于是拉普兰德去找德克萨斯做爱,喝得半醉不醉,她出发前仔细漱了口,决定装作自己没有喝酒。从前拉普兰德去找德克萨斯做爱之前都不喝酒,因为她需要清醒以保证能够激怒德克萨斯。灰狼最终会暴躁地用衣服捆住她的手,把拉普兰德按在身下,以一种背后位的姿势,钳住她的后颈,手指插进她的阴道。她知道德克萨斯喜欢撑开她的内里,听她呜呜咽咽地有些像惊叫一样喘息,但她冥冥中仍然怀着一种诱使德克萨斯伤害自己的罪恶,身体不禁食髓知味着更敞开来配合德克萨斯。喜欢这样吧,拉普兰德。

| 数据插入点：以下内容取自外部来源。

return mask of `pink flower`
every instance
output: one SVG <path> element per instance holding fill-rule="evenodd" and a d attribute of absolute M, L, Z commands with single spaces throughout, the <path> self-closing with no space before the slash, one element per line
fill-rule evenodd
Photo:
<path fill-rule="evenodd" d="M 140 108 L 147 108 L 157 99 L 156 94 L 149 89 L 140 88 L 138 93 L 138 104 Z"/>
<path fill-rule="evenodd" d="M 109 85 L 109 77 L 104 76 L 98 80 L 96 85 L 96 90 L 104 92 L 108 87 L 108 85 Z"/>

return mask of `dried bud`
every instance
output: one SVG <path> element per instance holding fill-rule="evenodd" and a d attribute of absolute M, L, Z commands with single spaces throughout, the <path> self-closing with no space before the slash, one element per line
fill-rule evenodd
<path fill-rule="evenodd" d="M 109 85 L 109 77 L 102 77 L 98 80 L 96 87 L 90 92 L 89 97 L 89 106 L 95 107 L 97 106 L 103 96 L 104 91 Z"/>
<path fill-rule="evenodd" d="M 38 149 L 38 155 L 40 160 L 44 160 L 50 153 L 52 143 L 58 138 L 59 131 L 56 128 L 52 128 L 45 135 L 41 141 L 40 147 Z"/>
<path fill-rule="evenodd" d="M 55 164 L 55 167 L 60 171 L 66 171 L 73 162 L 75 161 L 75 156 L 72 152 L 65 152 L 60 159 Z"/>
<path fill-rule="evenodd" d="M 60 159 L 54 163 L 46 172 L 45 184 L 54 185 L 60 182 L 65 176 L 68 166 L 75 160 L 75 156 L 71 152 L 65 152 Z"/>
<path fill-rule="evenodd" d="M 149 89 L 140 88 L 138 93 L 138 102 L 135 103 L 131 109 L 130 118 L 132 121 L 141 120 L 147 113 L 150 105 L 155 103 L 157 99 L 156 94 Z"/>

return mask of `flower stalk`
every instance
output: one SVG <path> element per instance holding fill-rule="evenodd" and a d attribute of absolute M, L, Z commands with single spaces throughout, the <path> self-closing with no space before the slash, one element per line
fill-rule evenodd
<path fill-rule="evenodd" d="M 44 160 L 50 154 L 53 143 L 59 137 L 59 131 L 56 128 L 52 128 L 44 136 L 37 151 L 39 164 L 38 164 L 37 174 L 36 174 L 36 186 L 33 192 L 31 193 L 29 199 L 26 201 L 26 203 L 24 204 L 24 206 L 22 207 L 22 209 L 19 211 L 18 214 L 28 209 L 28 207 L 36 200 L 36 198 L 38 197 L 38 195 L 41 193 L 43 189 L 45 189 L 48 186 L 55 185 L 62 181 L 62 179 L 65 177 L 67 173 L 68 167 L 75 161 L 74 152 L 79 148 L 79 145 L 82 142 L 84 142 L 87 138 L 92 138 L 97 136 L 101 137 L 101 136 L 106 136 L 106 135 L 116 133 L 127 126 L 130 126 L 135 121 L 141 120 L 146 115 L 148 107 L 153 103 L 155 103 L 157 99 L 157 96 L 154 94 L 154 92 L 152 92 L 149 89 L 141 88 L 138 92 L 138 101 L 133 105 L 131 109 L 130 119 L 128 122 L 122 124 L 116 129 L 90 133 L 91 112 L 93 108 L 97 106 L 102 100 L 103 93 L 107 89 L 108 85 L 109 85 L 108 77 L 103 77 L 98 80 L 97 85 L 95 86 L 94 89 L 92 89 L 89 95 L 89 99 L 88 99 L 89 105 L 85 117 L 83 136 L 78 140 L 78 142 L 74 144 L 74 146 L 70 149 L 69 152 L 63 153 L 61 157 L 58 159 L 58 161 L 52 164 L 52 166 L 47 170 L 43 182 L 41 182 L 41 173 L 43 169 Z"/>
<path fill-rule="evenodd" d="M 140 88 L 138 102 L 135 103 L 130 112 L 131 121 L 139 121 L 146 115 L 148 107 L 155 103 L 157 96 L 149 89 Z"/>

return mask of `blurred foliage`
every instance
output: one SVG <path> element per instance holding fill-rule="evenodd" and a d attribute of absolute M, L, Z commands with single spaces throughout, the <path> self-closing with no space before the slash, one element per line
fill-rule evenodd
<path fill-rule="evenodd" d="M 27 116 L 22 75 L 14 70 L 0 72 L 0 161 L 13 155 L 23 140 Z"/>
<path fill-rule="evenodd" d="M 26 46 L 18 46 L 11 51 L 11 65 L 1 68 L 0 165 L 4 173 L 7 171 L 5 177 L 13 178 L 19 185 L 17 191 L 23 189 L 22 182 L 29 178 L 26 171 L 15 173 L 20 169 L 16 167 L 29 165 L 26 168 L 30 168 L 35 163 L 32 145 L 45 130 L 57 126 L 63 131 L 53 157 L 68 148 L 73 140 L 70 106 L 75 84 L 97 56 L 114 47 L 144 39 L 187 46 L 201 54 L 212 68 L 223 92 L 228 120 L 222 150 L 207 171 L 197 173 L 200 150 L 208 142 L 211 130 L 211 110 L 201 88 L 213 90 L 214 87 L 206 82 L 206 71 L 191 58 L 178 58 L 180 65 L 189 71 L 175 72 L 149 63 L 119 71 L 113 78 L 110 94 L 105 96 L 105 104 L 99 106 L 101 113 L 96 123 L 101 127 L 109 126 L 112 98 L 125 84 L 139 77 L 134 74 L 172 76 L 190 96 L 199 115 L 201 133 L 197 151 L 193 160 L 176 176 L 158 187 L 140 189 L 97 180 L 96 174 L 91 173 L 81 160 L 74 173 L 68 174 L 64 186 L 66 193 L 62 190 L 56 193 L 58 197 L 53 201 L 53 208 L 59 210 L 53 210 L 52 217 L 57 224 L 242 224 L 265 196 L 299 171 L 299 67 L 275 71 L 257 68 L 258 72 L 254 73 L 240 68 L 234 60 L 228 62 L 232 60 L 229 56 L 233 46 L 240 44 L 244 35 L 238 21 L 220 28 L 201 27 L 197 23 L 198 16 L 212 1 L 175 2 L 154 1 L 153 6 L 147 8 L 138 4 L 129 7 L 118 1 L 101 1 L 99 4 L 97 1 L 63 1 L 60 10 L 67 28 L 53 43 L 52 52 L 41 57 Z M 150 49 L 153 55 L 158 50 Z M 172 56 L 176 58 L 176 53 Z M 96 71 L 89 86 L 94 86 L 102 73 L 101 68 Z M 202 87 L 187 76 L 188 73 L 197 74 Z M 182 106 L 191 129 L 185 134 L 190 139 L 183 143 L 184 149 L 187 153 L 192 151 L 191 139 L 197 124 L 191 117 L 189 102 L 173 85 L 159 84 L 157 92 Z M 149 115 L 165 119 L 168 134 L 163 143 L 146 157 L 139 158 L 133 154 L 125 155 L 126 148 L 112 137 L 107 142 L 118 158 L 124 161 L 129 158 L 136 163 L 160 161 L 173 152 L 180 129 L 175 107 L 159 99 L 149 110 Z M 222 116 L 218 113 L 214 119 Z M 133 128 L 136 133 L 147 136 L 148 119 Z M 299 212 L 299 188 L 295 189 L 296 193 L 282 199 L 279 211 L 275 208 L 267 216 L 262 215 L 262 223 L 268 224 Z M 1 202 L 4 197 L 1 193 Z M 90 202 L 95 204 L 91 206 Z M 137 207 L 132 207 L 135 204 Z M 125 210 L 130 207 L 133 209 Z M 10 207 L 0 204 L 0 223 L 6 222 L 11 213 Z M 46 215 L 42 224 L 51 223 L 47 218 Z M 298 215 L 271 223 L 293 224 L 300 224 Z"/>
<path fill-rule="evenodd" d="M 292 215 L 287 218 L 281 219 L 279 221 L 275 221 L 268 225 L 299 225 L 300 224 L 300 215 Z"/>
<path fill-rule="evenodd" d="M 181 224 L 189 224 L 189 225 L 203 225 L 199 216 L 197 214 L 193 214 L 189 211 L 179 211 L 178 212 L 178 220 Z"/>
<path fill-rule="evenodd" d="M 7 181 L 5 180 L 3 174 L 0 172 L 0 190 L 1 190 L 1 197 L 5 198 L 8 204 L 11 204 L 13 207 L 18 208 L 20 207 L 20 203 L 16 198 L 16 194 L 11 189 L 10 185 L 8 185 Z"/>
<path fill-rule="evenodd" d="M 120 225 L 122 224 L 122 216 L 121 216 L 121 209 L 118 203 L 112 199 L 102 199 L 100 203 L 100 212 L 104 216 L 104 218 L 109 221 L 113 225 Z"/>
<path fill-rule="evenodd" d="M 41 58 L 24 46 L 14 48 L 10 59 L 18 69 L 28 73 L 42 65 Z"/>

德克萨斯在她耳边说,声波透过震动酥麻地传进耳朵,随后德克萨斯开始舔弄她的耳朵内部,鲁珀的耳朵无法自控地颤抖起来,于是德克萨斯咬住了它。身体里的手指并没有停止搅动,拉普兰德颤抖而失神地高潮的时候,德克萨斯的另一只手,在拉普兰德脖颈下方,拽住了她黑色的choker。德克萨斯不在意每次在床上有一种要弄死拉普兰德劲头,毕竟说到底是拉普兰德一直在故意激怒她,是拉普兰德的责任。而此刻,拉普兰德又在这么做,她说,你懂我什么,我并不讨厌暴力。说这句话的时候,德克萨斯的手指还在拉普兰德身体里,拉普兰德费了好大劲才说完完整的话。嗯,是,你不讨厌暴力。德克萨斯说着继续用手指操拉普兰德,惩罚一样激起对方更多的惊喘。但你恨你自己。德克萨斯说。
就像你不激怒我就无法和我做爱。德克萨斯没有说。

 

你有没有想过要做一个有德行的人?拉普兰德说这句话的时候,德克萨斯差点把刚喝进去的酒喷了拉普兰德一脸。她几乎要像拉普兰德一样大笑,只笑着说,你说这句话不合适,拉普兰德。拉普兰德咬着自己的牙齿,最后变成了咬自己的嘴唇。“我……有时候,也会担心下地狱。”她像是在这句话中间强硬地塞进了“有时候”,于是德克萨斯知道,她真的在担心,但或许不是下地狱。
你我死后都会在炼狱无期徒刑地游荡,拉普兰德。德克萨斯站起来,捏住拉普兰德的下巴,吻了上去。